Botero reintroduced recognisable and representational imagery into contemporary art. His reinterpretation of the human form and return to figurative art challenged the dominance of abstraction in the art world.
The surge of his work reignited interest in human themes and representations influencing the art world and allowing artists to explore social and political themes in new ways, reaching across Latin America and Spain in the ’60s and ’70s, redefining beauty and art.

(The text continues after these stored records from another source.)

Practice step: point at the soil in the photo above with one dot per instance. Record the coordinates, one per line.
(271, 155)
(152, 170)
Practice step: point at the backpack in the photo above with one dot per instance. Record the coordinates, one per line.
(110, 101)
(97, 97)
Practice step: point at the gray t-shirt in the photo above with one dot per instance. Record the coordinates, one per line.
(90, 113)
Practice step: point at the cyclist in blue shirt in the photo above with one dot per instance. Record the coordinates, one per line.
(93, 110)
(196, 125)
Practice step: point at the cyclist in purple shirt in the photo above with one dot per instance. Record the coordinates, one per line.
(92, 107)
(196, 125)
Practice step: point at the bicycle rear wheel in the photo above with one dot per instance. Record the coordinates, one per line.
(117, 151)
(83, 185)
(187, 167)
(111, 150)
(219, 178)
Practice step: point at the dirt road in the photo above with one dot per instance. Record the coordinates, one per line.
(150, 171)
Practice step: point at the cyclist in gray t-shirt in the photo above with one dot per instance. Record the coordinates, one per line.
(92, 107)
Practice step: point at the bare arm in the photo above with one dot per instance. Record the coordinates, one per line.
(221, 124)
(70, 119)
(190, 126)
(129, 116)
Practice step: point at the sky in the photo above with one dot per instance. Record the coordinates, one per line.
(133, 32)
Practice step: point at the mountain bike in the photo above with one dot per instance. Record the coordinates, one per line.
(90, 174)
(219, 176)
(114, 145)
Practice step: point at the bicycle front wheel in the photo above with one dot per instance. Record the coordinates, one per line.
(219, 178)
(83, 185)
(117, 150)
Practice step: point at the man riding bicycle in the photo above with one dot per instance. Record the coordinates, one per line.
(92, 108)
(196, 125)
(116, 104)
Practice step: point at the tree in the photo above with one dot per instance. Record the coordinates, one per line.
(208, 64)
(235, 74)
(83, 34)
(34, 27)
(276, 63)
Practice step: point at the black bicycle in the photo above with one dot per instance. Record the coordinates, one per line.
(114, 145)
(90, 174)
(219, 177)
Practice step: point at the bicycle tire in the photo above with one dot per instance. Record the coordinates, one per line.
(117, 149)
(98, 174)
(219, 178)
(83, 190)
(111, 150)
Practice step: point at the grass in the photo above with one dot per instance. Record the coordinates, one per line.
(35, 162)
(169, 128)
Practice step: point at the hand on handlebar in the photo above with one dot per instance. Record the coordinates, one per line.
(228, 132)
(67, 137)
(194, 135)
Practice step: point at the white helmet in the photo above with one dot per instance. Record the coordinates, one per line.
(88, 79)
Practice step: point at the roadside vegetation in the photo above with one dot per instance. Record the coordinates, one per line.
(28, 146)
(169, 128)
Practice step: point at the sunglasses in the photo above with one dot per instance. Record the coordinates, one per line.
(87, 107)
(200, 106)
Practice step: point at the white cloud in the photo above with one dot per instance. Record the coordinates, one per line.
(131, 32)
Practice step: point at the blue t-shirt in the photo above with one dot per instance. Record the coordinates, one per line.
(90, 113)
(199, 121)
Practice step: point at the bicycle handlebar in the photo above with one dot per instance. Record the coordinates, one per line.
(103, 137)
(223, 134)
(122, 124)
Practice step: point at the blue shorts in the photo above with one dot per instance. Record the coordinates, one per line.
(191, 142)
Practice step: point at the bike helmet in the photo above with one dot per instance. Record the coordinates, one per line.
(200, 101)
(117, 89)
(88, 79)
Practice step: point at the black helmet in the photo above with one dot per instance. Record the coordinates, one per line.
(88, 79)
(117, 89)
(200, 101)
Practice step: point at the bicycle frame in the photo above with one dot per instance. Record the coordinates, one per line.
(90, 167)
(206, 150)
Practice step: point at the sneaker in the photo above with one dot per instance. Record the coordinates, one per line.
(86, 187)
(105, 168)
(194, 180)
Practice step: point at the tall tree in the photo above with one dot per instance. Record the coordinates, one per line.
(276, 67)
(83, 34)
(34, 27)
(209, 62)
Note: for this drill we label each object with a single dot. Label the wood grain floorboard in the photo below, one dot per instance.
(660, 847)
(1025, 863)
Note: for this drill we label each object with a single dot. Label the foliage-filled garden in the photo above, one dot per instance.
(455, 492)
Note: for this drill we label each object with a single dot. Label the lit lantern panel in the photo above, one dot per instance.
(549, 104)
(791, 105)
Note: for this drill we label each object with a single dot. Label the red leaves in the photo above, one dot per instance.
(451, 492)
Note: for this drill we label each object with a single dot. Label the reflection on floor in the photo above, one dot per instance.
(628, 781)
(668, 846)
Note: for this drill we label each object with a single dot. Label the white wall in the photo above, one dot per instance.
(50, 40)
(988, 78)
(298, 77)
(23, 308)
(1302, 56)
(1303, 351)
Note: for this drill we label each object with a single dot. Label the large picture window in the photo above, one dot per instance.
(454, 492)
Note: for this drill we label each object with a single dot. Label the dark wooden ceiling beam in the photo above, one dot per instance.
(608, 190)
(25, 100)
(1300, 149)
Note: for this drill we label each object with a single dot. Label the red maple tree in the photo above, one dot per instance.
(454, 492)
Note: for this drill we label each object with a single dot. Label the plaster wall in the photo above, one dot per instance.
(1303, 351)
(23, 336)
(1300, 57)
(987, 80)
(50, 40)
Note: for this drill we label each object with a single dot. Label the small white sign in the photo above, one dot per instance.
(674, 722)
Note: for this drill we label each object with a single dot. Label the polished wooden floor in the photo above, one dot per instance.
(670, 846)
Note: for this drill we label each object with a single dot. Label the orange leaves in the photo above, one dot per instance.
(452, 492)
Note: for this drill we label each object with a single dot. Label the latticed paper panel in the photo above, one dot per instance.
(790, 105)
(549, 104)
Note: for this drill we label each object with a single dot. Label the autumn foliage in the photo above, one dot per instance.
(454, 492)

His influence extended beyond borders, inspiring Latin American artists and contributing to a global resurgence of figurative art. His social commentary through satirical depictions reinforced Neo-Figuration’s narrative-driven ethos. Botero’s unique style and themes solidified his significance within the movement, revitalising the power of figurative art in contemporary contexts. While he exaggerated and distorted the human form like the French neo-figurative artist Jean Dufuffet, Botero’s art is a smoother, much more polished aesthetic compared to the often simpler, raw work of Dubuffet.
Likewise, while another French neo-figurative artist, the impactful Jean Fautrier, distorted his figures through mutilated and featured faces obscured by thick impasto, Botero’s works express a wider range of emotions in smooth strokes.
His exaggerated realism was distinctively away from the influence of Picasso’s Cubism and Surrealism that characterised the British neo-figurative artist Francis Bacon. In clear contrast to another neo-figurative artist, the Swiss sculptor Alberto Giacometti whose human figures seemed ravaged by existential angst, Botero’s fuller, rounder figures expressed a contrasting sense of indulgence and sensuality.
The Medellin native created an instantly recognisable aesthetic that made the human figure alluring and accessible in a unique way among modern artists.
As his paintings increased in scale in the ‘70s, Boteros’s sensuous figures took on monumental, imposing proportions. Yet they retained a surprising lightness and accessibility. His voluptuous forms celebrating the fullness of life struck a chord with audiences across the globe.
By the time museums dedicated shows to his work in the ‘90s. Botero had cemented his reputation as one of the most internationally recognised living artists. He continued creating into his final years, prolific and unrelenting.
The sheer breadth of Botero’s work, encompassing painting, sculpture, drawing and printmaking across more than six decades, tells the story of Botero’s passion for his country, earning him the title of “the most Colombian of Colombian artists.”
His unconventional notions of beauty and proportion persist long after his exaggerated style ceased to shock; his art continues today to reveal emotion and humanity in even the most unlikely subjects.
Botero’s art was accepted worldwide and was exhibited in prestigious museums such as the Metropolitan Museum of Art in New York, the Musée Maillol in Paris, and the Hermitage Museum in St. Petersburg.
His most famous paintings and sculptures include: “The Mona Lisa, Age Twelve,” This painting is a parody of Leonardo da Vinci’s famous painting, and it features a young girl with exaggerated features and a whimsical expression. The painting challenges the traditional notion of beauty and proportion, and it highlights Botero’s unique style.
The sculpture, “The Bird,” a large bronze bird that is located in the center of his natal city of Medellin. It is a symbol of the city and its people, and Colombians say it represents Botero’s passion for his country and its culture.
In Spain, the city of Málaga has an entire museum dedicated to his art. It has 84 paintings, sculptures, and drawings by Botero in its permanent collection. Botero also has prominent public sculptures in Madrid and other Spanish cities.
Around the world, his work is in public art in cities like New York, where his sculpture “Man on Horseback” can be seen at Park Avenue and 72nd Street in Manhattan.
In Paris, the prominent Jardin des Tuileries features Botero’s “The Roman Soldier” sculpture, among others. In la Piazza della Signoria in Florence, Italy visitors can see his bronze statue of “The Rape of Europa”.
In Singapore Botanic Gardens his sculpture “The Bird,” is also displayed and in Jerusalem, “Woman with a Mirror,” can be found at the Israel Museum.
The Nusretiye Clock Tower Square in Istanbul features Botero’s sculpture titled “Circus,” and in Abu Dhabi his “Horse” sculpture is part of the public art collection on Saadiyat Island.
Botero’s impact on the art world was profound, and his contributions to the development of Neo-Figuration in Colombia were significant.
“He was and will be one of the most representative artists of Colombia in the 20th century,” said Colombian art aficionado Carlos Strella, speaking with THE WEEK from the northern coast city of Barranquilla.
“His art will continue to inspire and challenge the world, and his legacy will be remembered for generations to come. He leaves an impression on all of us.”